• Journal Article

Cost-effectiveness analysis of secukinumab for the treatment of active psoriatic arthritis: a Canadian perspective

Citation

Goeree, R., Chiva-Razavi, S., Gunda, P., Graham, C. N., Miles, L., Nikoglou, E., ... Gladman, D. (2017). Cost-effectiveness analysis of secukinumab for the treatment of active psoriatic arthritis: a Canadian perspective. Journal of Medical Economics, 1-21. DOI: 10.1080/13696998.2017.1384737

Abstract

OBJECTIVE: The study evaluates the cost-effectiveness of secukinumab, a fully human monoclonal antibody that selectively neutralizes interleukin (IL)-17A, versus currently licensed biologic treatments in patients with active psoriatic arthritis (PsA) from a Canadian healthcare system perspective.

METHODS: A decision analytic semi-Markov model evaluated the cost-effectiveness of secukinumab 150mg and 300mg compared to subcutaneous biologics adalimumab, certolizumab pegol, etanercept, golimumab, and ustekinumab and intravenous biologics infliximab and infliximab biosimilar in biologic-naive and biologic-experienced patients over a lifetime horizon. The response to treatments was evaluated after 12 weeks by PsA Response Criteria (PsARC) response rates. Non-responders or patients discontinuing initial-line of biologic treatment were allowed to switch to subsequent-line biologics.
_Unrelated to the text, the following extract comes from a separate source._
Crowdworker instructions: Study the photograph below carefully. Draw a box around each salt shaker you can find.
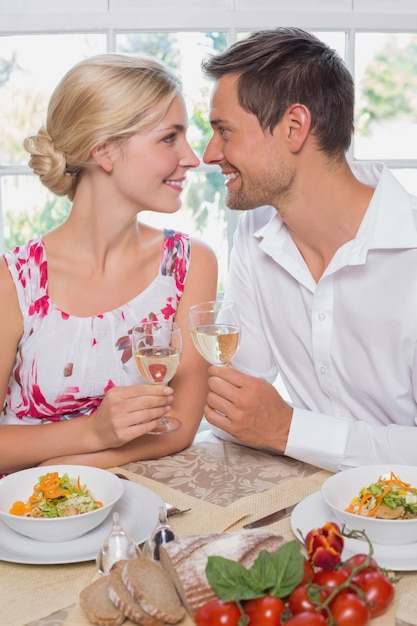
[142,504,178,562]
[96,511,141,575]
Model input parameters (Psoriasis Area Severity Index [PASI], Health Assessment Questionnaire [HAQ], withdrawal rates, costs, and resource use) were collected from clinical trials, published literature, and other Canadian sources. Benefits were expressed as quality-adjusted life years (QALYs). An annual discount rate of 5% was applied to costs and benefits. The robustness of the study findings were evaluated via sensitivity analyses.

RESULTS: Biologic-naive patients treated with secukinumab achieved the highest number of QALYs (8.54) at the lowest cost (CAD 925,387) over a lifetime horizon versus all comparators. Secukinumab dominated all treatments, except for infliximab and its biosimilar, which achieved minimally more QALYs (8.58). However, infliximab and its biosimilar incurred more costs than secukinumab (infliximab: CAD 1,015,437; infliximab biosimilar: CAD 941,004), resulting in higher cost-effectiveness estimates relative to secukinumab. In the biologic-experienced population, secukinumab dominated all treatments as it generated more QALYs (8.89) at lower costs (CAD 954,692). Deterministic sensitivity analyses indicated the results were most sensitive to variation in PsARC response rates, change in HAQ, and utility values in both populations.

CONCLUSIONS: Secukinumab is either dominant or cost-effective versus all licensed biologics for the treatment of active PsA in biologic-naive and biologic-experienced populations in Canada.